Is monthly giving new? Not really. How many remember the old 3 minute-long commercial from “Feed the Children”-type charities that would challenge you thus: “for less the cost of a cup of coffee every month, you could feed this child…” I spoke with a United Way CEO recently who lamented, “Heck, we invented monthly giving with payroll deduction and workplace campaigns, and now everyone is doing it.” Hmmm. There is probably a very good reason United Ways were so successful.
In fact, churches have been asking for support every week since the offering plate was invented, and most giving members placed a check in the plate every week or every month throughout the year.
Why bother with monthly giving? Besides the fact that fewer and fewer people under the age of 45 have checkbooks anymore or carry cash to place in the offering plate, perhaps a donor doesn’t have the cash flow to make the sort of SGO gift they want to in December. Instead, they set up auto pay every paycheck. For schools, churches, and other nonprofits, automated giving allows for members to give in a way that is easy, a way that does not allow for forgetfulness, a way to continue to give even when away on vacation. And, it helps create loyal donors who are comfortable supporting your mission on a constant basis throughout the years.
Next question… is it right? Shouldn’t congregational members want to drop a gift in the plate every week? I read a recent study by Thrivent/Barna called The Generosity Gap that noted, among other things, that of those members that give, and give generously, they are more familiar with and have used giving options like ACH/auto transfers than those less inclined to give. The study also notes, “technology may offer people greater opportunity to flex their giving muscles — including Millennials and Gen Xers for whom electronic giving is the norm.”

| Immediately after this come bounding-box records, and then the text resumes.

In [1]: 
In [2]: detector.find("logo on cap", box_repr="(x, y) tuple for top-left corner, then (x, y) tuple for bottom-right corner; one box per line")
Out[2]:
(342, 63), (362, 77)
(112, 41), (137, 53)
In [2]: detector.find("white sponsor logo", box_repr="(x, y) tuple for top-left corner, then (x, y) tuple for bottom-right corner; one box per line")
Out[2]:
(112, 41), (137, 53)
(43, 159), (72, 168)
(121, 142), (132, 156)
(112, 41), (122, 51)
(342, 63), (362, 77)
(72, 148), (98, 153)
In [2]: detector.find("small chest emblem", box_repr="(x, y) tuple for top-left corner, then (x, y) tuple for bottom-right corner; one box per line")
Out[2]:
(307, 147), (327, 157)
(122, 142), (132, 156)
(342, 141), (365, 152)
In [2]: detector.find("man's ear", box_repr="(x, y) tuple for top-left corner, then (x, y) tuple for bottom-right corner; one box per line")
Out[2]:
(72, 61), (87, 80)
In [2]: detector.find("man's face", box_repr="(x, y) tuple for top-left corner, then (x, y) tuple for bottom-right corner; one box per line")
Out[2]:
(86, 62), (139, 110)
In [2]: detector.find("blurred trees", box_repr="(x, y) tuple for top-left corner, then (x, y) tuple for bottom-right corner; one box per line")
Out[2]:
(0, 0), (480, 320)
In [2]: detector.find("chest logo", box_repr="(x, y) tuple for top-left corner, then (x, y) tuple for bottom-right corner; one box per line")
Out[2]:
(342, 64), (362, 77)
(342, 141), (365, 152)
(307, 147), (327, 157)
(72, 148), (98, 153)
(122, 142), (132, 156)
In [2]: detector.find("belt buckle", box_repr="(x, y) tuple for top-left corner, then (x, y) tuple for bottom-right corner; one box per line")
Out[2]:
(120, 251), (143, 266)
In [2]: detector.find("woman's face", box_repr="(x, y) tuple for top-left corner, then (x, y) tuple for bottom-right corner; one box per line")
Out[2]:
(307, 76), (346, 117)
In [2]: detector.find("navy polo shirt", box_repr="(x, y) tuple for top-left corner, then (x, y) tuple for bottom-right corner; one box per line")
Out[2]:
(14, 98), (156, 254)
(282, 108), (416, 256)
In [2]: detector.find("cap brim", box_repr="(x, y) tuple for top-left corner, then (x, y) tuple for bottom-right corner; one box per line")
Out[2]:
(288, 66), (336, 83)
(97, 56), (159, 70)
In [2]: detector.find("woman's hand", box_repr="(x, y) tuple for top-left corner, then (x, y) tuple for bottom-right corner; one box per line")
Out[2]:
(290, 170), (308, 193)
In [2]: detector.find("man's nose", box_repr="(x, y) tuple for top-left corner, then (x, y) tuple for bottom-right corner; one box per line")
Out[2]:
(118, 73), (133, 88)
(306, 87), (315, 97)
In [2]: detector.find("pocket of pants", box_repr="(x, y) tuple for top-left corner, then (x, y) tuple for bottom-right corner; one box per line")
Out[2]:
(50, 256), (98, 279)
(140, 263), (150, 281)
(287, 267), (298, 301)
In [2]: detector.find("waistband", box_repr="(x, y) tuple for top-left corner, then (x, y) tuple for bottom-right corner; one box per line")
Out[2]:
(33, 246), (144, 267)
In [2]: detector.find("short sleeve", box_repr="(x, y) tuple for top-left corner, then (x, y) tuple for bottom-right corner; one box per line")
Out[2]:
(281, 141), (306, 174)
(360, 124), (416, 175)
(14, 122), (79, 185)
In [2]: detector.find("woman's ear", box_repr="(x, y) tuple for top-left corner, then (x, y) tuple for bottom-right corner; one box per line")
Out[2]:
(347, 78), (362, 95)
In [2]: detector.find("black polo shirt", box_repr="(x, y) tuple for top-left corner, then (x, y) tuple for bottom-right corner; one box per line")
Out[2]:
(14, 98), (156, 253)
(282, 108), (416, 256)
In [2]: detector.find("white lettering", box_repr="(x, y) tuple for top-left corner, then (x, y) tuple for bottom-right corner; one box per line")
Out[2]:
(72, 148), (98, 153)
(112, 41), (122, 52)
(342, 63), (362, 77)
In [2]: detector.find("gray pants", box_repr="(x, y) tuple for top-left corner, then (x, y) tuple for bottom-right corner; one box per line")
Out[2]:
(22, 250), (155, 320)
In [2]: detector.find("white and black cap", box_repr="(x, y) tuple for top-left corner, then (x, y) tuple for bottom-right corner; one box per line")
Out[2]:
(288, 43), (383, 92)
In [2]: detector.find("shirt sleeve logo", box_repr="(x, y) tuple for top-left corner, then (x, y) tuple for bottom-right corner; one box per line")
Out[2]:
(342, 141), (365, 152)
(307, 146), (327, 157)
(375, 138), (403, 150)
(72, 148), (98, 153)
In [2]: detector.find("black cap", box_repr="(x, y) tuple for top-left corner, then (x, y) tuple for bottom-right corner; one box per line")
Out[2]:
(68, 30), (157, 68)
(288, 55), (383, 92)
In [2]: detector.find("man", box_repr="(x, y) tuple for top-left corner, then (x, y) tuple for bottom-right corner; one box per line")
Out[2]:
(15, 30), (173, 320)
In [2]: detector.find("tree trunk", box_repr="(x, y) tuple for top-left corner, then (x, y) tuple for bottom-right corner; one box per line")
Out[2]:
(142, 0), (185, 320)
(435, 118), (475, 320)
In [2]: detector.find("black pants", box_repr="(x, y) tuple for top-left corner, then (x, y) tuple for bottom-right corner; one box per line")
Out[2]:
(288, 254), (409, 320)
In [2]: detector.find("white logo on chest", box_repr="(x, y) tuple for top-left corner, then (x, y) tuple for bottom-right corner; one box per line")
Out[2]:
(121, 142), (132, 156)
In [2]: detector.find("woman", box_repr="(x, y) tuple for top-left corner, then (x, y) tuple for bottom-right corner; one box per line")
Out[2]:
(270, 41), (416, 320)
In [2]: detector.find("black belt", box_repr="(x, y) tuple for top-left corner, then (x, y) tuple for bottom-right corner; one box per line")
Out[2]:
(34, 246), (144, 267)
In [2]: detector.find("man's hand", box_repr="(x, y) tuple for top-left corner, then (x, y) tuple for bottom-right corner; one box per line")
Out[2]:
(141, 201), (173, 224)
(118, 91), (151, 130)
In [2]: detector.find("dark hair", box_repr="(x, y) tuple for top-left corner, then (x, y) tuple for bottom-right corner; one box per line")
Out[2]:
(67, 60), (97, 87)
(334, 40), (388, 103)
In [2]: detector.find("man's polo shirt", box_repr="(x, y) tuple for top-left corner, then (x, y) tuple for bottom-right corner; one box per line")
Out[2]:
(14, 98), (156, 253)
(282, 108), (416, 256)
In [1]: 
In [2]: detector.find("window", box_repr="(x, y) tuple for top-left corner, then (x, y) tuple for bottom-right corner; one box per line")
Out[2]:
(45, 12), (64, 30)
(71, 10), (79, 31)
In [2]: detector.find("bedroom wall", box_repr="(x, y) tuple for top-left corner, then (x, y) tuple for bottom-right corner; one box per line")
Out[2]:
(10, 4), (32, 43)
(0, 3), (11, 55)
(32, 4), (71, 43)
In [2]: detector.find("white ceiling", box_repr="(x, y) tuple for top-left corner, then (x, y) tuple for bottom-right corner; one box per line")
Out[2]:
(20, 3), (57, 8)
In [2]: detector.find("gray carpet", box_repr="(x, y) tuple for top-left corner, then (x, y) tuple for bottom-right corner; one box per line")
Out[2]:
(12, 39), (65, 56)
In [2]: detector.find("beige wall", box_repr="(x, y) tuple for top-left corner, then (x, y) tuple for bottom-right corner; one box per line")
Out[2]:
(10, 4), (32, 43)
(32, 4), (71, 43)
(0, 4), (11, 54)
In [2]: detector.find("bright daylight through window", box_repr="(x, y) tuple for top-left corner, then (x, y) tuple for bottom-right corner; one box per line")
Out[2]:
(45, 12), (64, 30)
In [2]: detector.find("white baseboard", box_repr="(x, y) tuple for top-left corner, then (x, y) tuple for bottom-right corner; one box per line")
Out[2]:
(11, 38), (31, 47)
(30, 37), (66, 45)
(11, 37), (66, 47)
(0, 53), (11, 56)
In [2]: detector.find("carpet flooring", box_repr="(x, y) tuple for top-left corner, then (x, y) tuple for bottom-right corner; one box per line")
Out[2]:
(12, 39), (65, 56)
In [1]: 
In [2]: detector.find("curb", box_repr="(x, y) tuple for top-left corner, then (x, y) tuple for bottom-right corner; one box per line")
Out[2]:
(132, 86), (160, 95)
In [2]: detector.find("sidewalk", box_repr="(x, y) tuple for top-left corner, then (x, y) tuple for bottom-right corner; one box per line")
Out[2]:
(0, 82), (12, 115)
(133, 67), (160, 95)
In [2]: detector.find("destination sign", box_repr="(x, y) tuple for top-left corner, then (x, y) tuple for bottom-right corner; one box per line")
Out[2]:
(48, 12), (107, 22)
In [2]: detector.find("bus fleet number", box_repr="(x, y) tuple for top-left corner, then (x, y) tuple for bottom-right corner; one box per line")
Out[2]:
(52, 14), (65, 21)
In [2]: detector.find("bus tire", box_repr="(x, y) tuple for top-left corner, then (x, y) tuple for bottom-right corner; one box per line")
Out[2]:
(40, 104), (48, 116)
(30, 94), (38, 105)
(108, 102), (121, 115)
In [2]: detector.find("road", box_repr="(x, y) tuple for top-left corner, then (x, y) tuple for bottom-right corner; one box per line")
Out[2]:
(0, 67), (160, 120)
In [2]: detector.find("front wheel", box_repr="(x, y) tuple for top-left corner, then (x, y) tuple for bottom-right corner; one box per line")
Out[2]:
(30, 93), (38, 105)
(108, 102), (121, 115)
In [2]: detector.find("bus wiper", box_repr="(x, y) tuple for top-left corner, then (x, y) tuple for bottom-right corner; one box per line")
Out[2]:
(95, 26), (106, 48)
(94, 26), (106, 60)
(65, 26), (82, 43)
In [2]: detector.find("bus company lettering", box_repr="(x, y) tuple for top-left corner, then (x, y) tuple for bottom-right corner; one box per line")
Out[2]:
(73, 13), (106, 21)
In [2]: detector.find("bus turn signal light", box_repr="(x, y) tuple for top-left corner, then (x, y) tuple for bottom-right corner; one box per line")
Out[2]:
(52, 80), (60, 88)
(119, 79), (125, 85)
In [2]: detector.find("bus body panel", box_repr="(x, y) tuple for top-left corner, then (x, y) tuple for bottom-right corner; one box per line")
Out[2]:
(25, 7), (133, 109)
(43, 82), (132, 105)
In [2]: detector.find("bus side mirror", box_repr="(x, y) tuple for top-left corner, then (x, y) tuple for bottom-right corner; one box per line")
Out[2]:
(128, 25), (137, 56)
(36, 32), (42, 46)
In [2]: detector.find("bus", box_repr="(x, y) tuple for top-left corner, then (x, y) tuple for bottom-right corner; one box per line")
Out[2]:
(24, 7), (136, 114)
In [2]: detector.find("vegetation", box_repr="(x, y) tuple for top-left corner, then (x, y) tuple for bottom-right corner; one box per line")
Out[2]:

And consider the dad who recently told me about his Millennial children who have set up auto pay to automate their church tithing, and now continue to support extra mission appeals as they are presented. Seems like a great plan to me: tithing continues and sacrificial giving lives on.
Unfortunately, the study quickly laments that only ⅓ of churches in their studies accept ACH and other electronic giving. Sounds like missed opportunities and possible financial troubles ahead to me.
To conclude: is monthly giving new? Nope. Inventive? Not really. Important, you bet! And the cost to set up an automated, online system at your church and school has never been easier or less costly than it is today (I have some suggestions for those interested.) Is your church and school moving forward? Do they have a “Give Now” button on their website?
P.S. I know of at least one church that has giving cards with a QR Code for parishioners to make a bank card online gift during the offering songs. Great idea!